The package provides a thin wrapper around pysam and rsidx to parse VCF files containing GWAS summary statistics and trait metadata. See also gwasvcf an R package for parsing GWAS-VCF files.
Parses GWAS-VCF with version 1.0 of the specification
pip install pygwasvcf
Download over 10,000 GWAS-VCF files from https://gwas.mrcieu.ac.uk
Read GWAS trait/study metadata
import pygwasvcf
with pygwasvcf.GwasVcf("/path/to/gwas.vcf.gz") as g:
# print dictionary of GWAS metadata
print(g.get_metadata())
Query variant-trait association(s) by chromosome and position location
import pygwasvcf
with pygwasvcf.GwasVcf("/path/to/gwas.vcf.gz") as g:
# query by chromosome and position interval
for variant in g.query(contig="1", start=1, stop=1):
print(variant)
Query variant-trait association(s) by dbSNP rsID
import pygwasvcf
with pygwasvcf.GwasVcf("/path/to/gwas.vcf.gz") as g:
# index on dbSNP identifier
# based on [rsidx](https://github.com/bioforensics/rsidx)
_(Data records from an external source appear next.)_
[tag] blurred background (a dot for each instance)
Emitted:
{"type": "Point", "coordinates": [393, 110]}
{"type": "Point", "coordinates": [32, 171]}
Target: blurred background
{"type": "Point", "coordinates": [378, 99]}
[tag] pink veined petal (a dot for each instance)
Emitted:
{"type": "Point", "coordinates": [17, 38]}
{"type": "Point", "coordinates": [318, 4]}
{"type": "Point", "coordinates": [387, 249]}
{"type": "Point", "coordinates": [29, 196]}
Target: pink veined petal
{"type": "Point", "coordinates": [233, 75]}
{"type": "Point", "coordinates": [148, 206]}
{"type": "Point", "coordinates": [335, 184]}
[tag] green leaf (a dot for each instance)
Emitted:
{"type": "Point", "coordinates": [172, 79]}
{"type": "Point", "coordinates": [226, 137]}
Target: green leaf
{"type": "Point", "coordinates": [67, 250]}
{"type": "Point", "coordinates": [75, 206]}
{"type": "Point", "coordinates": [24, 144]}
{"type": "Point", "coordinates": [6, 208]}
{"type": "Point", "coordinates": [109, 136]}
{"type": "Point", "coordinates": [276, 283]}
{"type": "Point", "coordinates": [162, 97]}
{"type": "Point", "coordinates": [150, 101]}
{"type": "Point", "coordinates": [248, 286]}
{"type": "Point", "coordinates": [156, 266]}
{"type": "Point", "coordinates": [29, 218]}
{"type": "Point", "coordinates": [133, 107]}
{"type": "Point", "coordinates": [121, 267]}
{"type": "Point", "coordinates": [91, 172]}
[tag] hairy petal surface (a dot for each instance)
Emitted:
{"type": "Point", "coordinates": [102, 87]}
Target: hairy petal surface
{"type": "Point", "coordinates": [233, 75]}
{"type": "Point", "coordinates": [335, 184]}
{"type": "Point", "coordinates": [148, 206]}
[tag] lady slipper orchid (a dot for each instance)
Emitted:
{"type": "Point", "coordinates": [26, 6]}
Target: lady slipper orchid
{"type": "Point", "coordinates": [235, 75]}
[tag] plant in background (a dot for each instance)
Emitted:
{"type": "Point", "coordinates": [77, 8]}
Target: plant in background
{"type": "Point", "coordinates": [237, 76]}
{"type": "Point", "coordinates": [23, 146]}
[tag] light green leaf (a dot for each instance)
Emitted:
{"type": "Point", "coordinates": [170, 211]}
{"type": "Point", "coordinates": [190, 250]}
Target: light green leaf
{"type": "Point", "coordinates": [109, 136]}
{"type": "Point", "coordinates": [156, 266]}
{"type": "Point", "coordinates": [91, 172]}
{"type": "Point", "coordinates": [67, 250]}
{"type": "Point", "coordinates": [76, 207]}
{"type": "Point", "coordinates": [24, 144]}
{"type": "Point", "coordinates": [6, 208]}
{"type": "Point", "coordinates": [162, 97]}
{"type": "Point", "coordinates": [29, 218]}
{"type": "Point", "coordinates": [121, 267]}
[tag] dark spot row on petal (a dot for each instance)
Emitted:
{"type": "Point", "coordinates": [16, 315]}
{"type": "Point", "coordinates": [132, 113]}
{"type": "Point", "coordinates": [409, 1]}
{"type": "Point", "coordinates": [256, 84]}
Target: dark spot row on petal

# only need to do this once and then provide the index path to the constructor
# i.e. GwasVcf("/path/to/gwas.vcf.gz", rsidx_path="/path/to/gwas.vcf.gz.rsidx")
g.index_rsid()
# rapid query by rsID
for variant in g.query(variant_id="rs1245"):
print(variant)
Extract summary statistics from a variant object
import pygwasvcf
with pygwasvcf.GwasVcf("/path/to/gwas.vcf.gz") as g:
# query by chromosome and position interval
for variant in g.query(contig="1", start=1, stop=1):
# print variant-trait P value
print(pygwasvcf.VariantRecordGwasFuns.get_pval(variant, "trait_name"))
# print variant-trait SE
print(pygwasvcf.VariantRecordGwasFuns.get_se(variant, "trait_name"))
# print variant-trait beta
print(pygwasvcf.VariantRecordGwasFuns.get_beta(variant, "trait_name"))
# print variant-trait allele frequency
print(pygwasvcf.VariantRecordGwasFuns.get_af(variant, "trait_name"))
# print variant-trait ID
print(pygwasvcf.VariantRecordGwasFuns.get_id(variant, "trait_name"))
# create and print ID on-the-fly if missing
print(pygwasvcf.VariantRecordGwasFuns.get_id(variant, "trait_name", create_if_missing=True))
# print variant-trait sample size
print(pygwasvcf.VariantRecordGwasFuns.get_ss(variant, "trait_name"))
# print variant-trait total sample size from header if per-variant is missing
print(pygwasvcf.VariantRecordGwasFuns.get_ss(variant, "trait_name", g.get_metadata()))
# print variant-trait number of cases
print(pygwasvcf.VariantRecordGwasFuns.get_nc(variant, "trait_name"))
# print variant-trait total cases from header if per-variant is missing
print(pygwasvcf.VariantRecordGwasFuns.get_nc(variant, "trait_name", g.get_metadata()))
API documentation available from https://mrcieu.github.io/pygwasvcf
The variant call format provides efficient and robust storage of GWAS summary statistics. Lyon MS, Andrews SJ, Elsworth B, Gaunt TR, Hemani G, Marcora E. Genome Biol. 22, 32 (2021).